Prime Minister Elisabeth Borne will instead handle any dossiers related to Perenco, to oil services group EP2C and to defence firm Defense Conseil International (DCI), the decree, published in France’s Journal Officiel, stated.
The decree specified the rule had been proposed by Pannier-Runacher.
This month, France’s public standards watchdog said it would look into media reports about assets held by Pannier-Runacher’s children after investigative media reported that Pannier-Runacher’s father had made her three children shareholders of a company with assets of 1.2 million euros ($1.2 million) with the aim of avoiding inheritance tax.
Pannier-Runacher had not declared the existence of this company to the watchdog, the High Authority for Transparency in Public Life (HATVP), when she was appointed a minister.

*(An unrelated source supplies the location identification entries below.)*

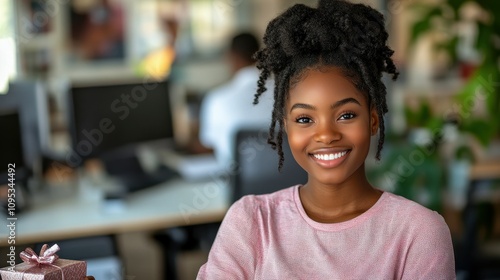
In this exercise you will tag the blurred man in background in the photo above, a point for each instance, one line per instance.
(229, 107)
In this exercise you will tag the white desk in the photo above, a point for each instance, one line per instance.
(174, 203)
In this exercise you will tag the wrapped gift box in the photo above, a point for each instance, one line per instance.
(47, 266)
(73, 270)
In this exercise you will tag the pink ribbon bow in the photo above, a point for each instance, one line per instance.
(47, 256)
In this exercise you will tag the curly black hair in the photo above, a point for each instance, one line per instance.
(351, 37)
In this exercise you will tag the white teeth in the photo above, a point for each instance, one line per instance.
(330, 156)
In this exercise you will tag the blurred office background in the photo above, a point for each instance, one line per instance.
(443, 127)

Pannier-Runacher has denied all allegations of misconduct but last week in parliament she said that in 2016, her father had wanted to prepare his succession via direct transmission to his grandchildren and that this was set up via a French company, paying French taxes and in respect of all French legislation.
Campaigners said that while she was not legally required to report her children’s assets, the company’s links with the oil industry created a conflict of interest, since Pannier-Runacher, as energy minister, is tasked with reducing France’s reliance on fossil fuels.
HATVP has said it will look into the matter.
Pannier-Runacher has also denied all links with her father’s former employer, Anglo-French oil company Perenco.
The decree published on Tuesday did not say why the minister had to recuse herself for decisions involving DCI.